How to avoid dying alone and broke
Have you heard of “quiet quitting”?
It has nothing to do with quitting (but I guess it is quiet).
Quiet quitting is about doing the job you’re paid to do - no more, no less. This is getting big airplay right now because it’s an unwritten rule employees are expected to deliver more than their contractual obligation.
You were hired and get paid to make 10 widgets a day? Like it or not, if you didn’t make 12 widgets you were considered lazy, disengaged and uncommitted.
It’s been like this forever…until now.
During the pandemic worker shortages emerged and for the first time in at least a generation the average worker has leverage (fleeting as it may be, due to an eroding economy). Workers are lobbying for better treatment and pay. Many are leaving their jobs. Those who remain are quietly refusing to deliver more than what they’re paid for.
Executives are shocked - SHOCKED! - that their minions weren’t ecstatic about the over-delivery expectation built into the system. All in the name of career growth. While some jobs are true “pay for performance” models, most just pretend to be and many over-achievers end up with stagnant careers. The hope they could someday reach the permanently unattainable carrot ensured workers continued to perform tasks beyond their obligation.
For most of history the worker has been exploited - serfs in a feudal system, white collar administrators and overseas child labor. It makes me wonder. Can a capitalist system survive without free, cheap or exploited labor?
Why do we give more to our employers than we take?
Despite a century of abundance, we’re locked in a grim inescapable game where we compete for a shrinking number of carrots to pay for unattainable consumer aspirations. To fund the balance, we’re lulled towards the easy money of consumer credit. Years of future debt payments coupled with a paycheck to paycheck lifestyle leaves one dependent on their employer for survival. It’s no wonder that people actively compete for an edge by providing free labor (aka “go above and beyond”).
Like we do with young soldiers going off to battle, we rationalize our indentured servitude by glorifying it. Many of us hate work, yet total devotion to your vocation is presented as a badge of honor in the mainstream media. ER, Greys Anatomy, Law and Order, Suits. We stare at the idiot box in our spare time drooling as yet another rogue veteran cop that is in too deep is ordered by his lieutenant to take some time off (and then continues to work the case on his vacation). Sadly, we see the cult-like devotion to work by broken human beings as aspirational.
Don’t get me wrong. Work is important and it helps the world turn, but it’s not everything. Work is not life.
I have seen too many people sacrifice their family for the benefit of an employer who would replace them in a week if they died. In fact, I have witnessed and heard many stories of people dying from heart attacks in their offices, and more recently while on Zoom calls, only to be erased from the collective corporate memory within days.
These are people who devoted (donated) the healthiest years of their life - and the best hours of their days - to enrichen executives and shareholders. They were sold a dream and trapped by a debt cycle that left them at the mercy of their employers. The terminal value of their cumulative sacrifice? A bouquet of flowers sent to their grieving spouse.
In contrast, your spouse won’t ever forget you when you die. Neither will your parents or children. If you do things right, they will mourn you for the rest of time. Your employer, on the other hand, might run a nice commemoration and hire some token on-site counseling, but you’ll just be another digit in a spreadsheet soon after your ashes are scattered.

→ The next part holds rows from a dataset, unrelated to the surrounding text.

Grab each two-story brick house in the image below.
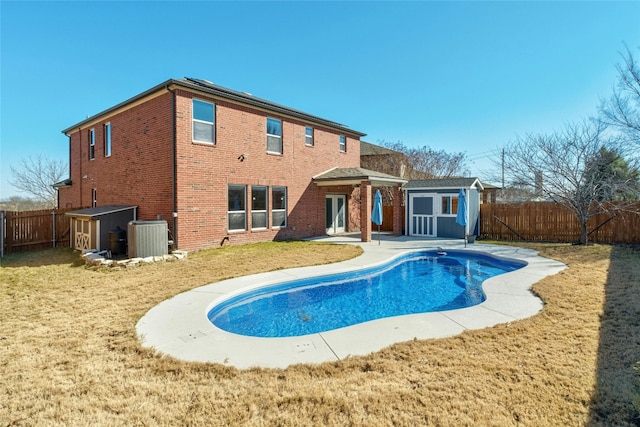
[57,78,406,250]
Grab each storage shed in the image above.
[402,178,484,240]
[66,205,137,251]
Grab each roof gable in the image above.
[404,177,484,191]
[62,77,366,137]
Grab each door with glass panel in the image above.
[409,194,436,237]
[325,194,347,234]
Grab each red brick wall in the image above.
[176,91,360,250]
[59,92,173,223]
[59,90,360,250]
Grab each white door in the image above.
[325,194,347,234]
[409,194,436,237]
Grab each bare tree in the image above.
[9,155,68,207]
[600,46,640,144]
[504,120,638,244]
[384,142,468,179]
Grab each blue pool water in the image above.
[208,251,526,337]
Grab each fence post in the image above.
[0,211,5,257]
[51,211,56,248]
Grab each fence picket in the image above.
[480,202,640,244]
[0,208,78,255]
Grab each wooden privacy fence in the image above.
[480,202,640,243]
[0,208,77,255]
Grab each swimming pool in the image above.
[207,251,526,337]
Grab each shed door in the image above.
[409,194,436,237]
[73,218,91,251]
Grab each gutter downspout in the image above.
[165,85,179,249]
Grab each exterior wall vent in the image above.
[127,221,169,258]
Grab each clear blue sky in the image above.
[0,1,640,199]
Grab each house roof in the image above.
[403,178,484,191]
[360,141,402,156]
[65,205,137,219]
[62,77,366,137]
[313,168,407,186]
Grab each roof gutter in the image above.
[165,84,178,248]
[62,79,366,137]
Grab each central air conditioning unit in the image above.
[127,221,169,258]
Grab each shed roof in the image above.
[403,178,484,191]
[65,205,137,219]
[62,77,366,137]
[313,168,407,186]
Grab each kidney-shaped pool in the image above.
[207,251,526,337]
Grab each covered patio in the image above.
[313,168,407,242]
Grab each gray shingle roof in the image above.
[313,168,407,185]
[360,141,402,156]
[404,178,483,190]
[62,77,366,137]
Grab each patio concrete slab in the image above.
[136,234,566,369]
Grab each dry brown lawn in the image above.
[0,242,640,426]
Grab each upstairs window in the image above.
[267,117,282,154]
[191,99,216,144]
[271,187,287,228]
[251,186,267,229]
[304,126,313,146]
[104,123,111,157]
[89,129,96,160]
[227,185,247,231]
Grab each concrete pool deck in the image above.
[136,233,566,369]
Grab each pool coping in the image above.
[136,234,566,369]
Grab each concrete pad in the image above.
[136,234,566,369]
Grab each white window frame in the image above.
[191,98,216,145]
[227,184,247,232]
[271,185,289,228]
[304,126,314,147]
[340,135,347,153]
[251,185,269,230]
[102,122,111,157]
[89,128,96,160]
[438,194,458,216]
[266,117,283,154]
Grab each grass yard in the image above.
[0,242,640,427]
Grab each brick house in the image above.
[56,78,406,250]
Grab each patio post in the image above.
[360,181,372,242]
[393,185,402,236]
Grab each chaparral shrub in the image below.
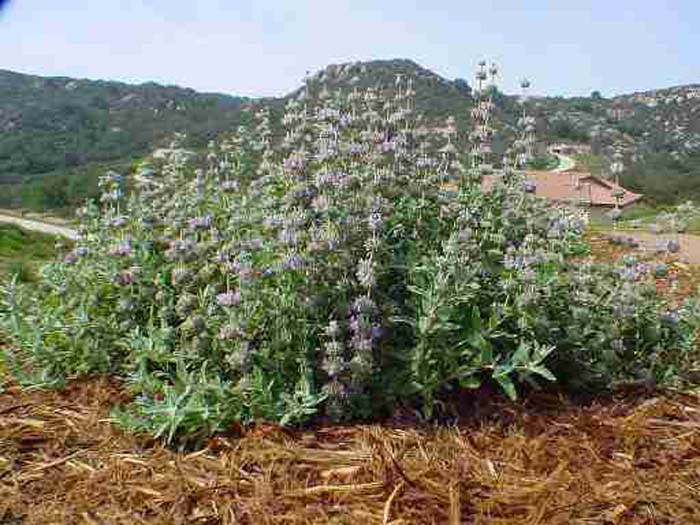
[2,74,698,440]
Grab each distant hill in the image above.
[0,70,246,206]
[0,59,700,207]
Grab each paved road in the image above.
[0,213,78,239]
[552,155,576,173]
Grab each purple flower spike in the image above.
[109,244,131,257]
[216,290,241,307]
[284,253,304,270]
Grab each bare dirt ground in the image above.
[0,213,78,239]
[607,230,700,264]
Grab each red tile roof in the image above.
[481,171,642,208]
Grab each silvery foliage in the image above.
[2,81,697,440]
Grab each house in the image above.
[547,142,591,155]
[481,171,643,216]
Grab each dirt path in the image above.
[0,213,78,239]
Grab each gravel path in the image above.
[0,213,78,239]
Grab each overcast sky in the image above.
[0,0,700,96]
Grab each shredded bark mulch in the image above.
[0,380,700,525]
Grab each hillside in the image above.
[0,59,700,208]
[0,70,245,207]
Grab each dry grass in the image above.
[0,381,700,525]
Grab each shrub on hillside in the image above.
[2,81,697,440]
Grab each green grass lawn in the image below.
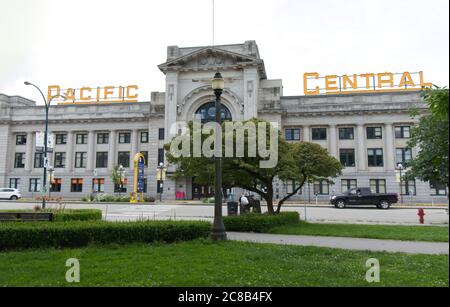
[0,240,449,287]
[271,222,449,242]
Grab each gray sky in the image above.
[0,0,449,103]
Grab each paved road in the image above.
[228,232,449,255]
[0,202,449,225]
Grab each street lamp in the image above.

Most of us won’t croak at our desks. But we will get sick - some worse than others. Next time you have the flu I dare you to call your boss asking him to bring you some soup and your favorite magazine. Have cancer? Ask your boss to drive you to chemo treatments. Just the thought of asking makes you feel uncomfortable, right? That’s because deep down you know he is more concerned about you finishing those TPS reports than feeling better. “Get well soon” has selfish subtext when said by employers and co-workers. They might as well ask “when do you think you can come back to work?”.

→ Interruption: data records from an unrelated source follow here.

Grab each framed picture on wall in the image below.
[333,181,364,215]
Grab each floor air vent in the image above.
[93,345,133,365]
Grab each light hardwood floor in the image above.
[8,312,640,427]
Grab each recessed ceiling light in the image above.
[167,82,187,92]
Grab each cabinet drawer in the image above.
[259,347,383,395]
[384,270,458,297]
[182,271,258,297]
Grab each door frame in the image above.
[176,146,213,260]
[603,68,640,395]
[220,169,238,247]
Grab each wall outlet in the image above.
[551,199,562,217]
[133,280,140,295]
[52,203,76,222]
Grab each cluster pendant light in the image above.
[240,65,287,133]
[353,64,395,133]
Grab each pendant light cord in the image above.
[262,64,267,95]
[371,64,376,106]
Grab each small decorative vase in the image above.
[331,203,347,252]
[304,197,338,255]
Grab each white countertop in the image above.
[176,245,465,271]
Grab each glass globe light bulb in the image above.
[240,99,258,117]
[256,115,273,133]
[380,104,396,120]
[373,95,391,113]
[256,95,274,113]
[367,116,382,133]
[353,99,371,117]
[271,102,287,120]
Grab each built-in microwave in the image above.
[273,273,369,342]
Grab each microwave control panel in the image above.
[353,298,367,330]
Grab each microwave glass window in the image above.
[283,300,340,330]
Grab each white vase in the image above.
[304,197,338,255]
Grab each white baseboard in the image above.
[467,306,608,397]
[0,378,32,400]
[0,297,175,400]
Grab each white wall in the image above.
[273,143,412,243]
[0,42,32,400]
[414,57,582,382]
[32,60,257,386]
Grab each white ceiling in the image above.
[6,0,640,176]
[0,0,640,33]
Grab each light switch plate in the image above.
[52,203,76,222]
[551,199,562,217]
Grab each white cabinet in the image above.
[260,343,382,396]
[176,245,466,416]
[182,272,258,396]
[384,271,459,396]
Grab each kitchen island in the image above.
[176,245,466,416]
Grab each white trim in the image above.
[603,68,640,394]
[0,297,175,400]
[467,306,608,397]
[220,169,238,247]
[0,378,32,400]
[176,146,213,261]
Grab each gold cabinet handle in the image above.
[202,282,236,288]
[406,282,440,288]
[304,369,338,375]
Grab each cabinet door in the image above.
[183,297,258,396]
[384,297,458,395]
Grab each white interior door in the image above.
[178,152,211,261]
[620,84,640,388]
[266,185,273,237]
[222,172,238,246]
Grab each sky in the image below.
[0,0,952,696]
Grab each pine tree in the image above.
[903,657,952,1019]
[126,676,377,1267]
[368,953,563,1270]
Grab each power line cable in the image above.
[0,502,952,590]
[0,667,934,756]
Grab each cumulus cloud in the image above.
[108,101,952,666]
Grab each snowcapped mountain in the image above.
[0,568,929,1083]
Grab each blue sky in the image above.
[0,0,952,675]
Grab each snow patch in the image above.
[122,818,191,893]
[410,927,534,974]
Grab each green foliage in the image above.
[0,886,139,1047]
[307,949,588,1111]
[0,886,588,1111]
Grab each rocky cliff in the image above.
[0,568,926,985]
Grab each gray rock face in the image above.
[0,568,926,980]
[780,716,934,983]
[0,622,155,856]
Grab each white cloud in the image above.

If you need any real help during an illness, it’s your spouse, parents or kids stepping up for the long haul.
You know what the real definition of “family” is? Someone who will wipe your a$$ without getting paid for it. It sucks, but this will be reality for many of us.
The only family you have is your real family. So be sure to invest in them. If you don’t invest in your family, you won’t have a family. I have witnessed many failed marriages and broken families because a spouse elevated their career to form the center of their universe. The irony is after all that effort building their career, their divorce destroys their finances anyway.
Alone and broke.
Although he would never admit it, my father lost his family and financial security because he cared more about his career than being present. He means well, but he chose the wrong priorities. I grew up seeing him several times a year and I’m still trying to understand how I feel about this.
Live your life and don’t delude yourself into thinking your job is anything more than a means to put food on the table. Seriously, unless you’re curing cancer or truly helping people you’re job is just a job. It’s a contract that obliges you to provide specified services in exchange for a certain amount money.
Don’t make it out to be much more than that.